UNITED NATIONS (AP) — Noeleen Heyzer, the U.N. special envoy for conflict-torn Myanmar, will be leaving the job in June, the United Nations announced Wednesday.
She took on the job in October 2021 following the military coup in February of that year that ousted the democratically elected government of Aung San Suu Kyi and has led to widespread armed resistance.
U.N. spokesman Stephane Dujarric said Heyzer, a former U.N. undersecretary-general, will leave on June 12 at the end of her contract. Her nearly 20 months in the post is less than half the time of her predecessor, Christine Schraner Burgener.
On her first trip to Myanmar last August, Heyzer met the head of the military-installed government, Senior Gen. Min Aung Hlaing, and called on him to urgently halt all violence, support a political path back to civilian rule and democracy, and allow the imprisoned Suu Kyi to return home and to meet with her.
But the military took no action, and in a grim assessment Heyzer told the 193-member U.N. General Assembly on March 16 that the impact of the military takeover has been “devastating,” with violence continuing “at an alarming scale.”

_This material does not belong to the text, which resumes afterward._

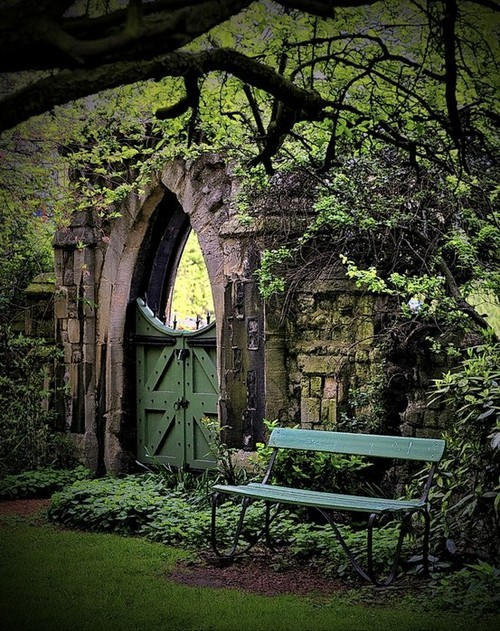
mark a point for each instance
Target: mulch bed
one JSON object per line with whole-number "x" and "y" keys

Widespread popular resistance to brutal repression by the military shows no sign of abating across much of the country, Heyzer said, and with both sides intent on winning by force “there is no prospect for a negotiated settlement.”
Dujarric said Secretary-General Antonio Guterres is thankful to Heyzer “for her tireless efforts on behalf of peace and the people of Myanmar.” He said the secretary-general will appoint a new special envoy.
Heyzer, a Singaporean, served from 1994 to 2007 as executive director of UNIFEM, one of the forerunners of the umbrella U.N. organization for women known as UN Women. She was the first woman to serve as executive secretary of the United Nations Economic and Social Commission for Asia and the Pacific, from 2007 to 2014, a post that gave her the rank of an undersecretary-general.